Logically, to get a better control over your search snippet, follow these two steps:
- Make sure your title and H1 are the same. This will happen in WordPress by default. This advice actually contradicts with a “best SEO practice” you’ll come across when researching on-page SEO. Most of those SEO guidelines were written prior to Google’s announcement though.
- Make your H1 headline prominent on the page, so that people clicking the same headline in Google SERPs will immediately see it on the page (and feel more like staying and engaging with your page)
Years of optimizing for Google have taught me one thing: They never assume things. If they think something helps usability, it always comes as a result of testing and surveying. So using this tip you may also improve your on-page engagement, which is great!
Google mentions that including your brand name is important but it also mentions that it is only important where it is useful and helpful, like on the home page.
If you have found a great business name and you are interested in promoting it, make sure you include it on your brand-driven pages, like “About us”, blog home page, contact page, etc.
But think twice before including your name on all pages of your site. It will make your titles longer and may force Google to truncate them in search results or even modify it.
That being said, if you notice Google changing a lot of your titles, consider removing the brand name from them. That’s the fastest way to make your title tags shorter.
Any time you are crafting your page title, ask yourself one question: Would it help my target reader understand what my page is about?
Instead of trying to come up with a search-optimized title that will get clicks, try to come up with an informative and useful title.
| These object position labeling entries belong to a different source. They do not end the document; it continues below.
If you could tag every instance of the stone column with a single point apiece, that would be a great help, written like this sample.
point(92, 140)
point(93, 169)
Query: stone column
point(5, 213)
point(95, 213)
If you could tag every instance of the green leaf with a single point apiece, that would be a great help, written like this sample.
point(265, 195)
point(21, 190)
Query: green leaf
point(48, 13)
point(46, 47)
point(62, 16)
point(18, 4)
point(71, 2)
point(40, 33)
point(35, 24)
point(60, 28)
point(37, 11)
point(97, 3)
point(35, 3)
Google always prioritizes its users, so the best SEO practice is to put your reader first and create a customer-centric content strategy.
Include your whole team into the process: Collect their feedback on what they think will be the most useful title tag for each page. Cross-team collaboration is an important SEO practice these days which relies on the company’s unified communications.
Whether you have an in-house team or a few freelancers helping you operate your blog, include them in your SEO strategy as much as possible.
Google’s results are versatile, they are hard to keep up with. You may already be monitoring your rankings. But are you keeping an eye on your search snippets, at least those coming up for your most important search queries?
Visualping is a great tool allowing you to set up all kinds of monitoring, including SERP monitoring. Visualping allows to set up monitoring for a certain part of the page, so you can monitor only your own snippet and get notified when Google modifies your title:
This is a great tool for automated SEO maintenance.
Additionally, keep an eye on your Search Console dashboard to spot some articles that have lost some organic click-through and check whether Google has modified those search snippets as well.
Change is inevitable, especially when it comes to such a fast-evolving industry like SEO. Yet, one thing remains constant: If you want Google to “like” your site, make it useful for your users.
Blog as if Google never existed is a good practice. It means that you need to prioritize your target reader. Yet, making it easier to find and understand for a search crawler won’t hurt.
HTML title tags remain the most important on-page element helping search engines understand the core meaning of the page. Keep your titles useful, descriptive and concise for Google to use them to form your search snippets.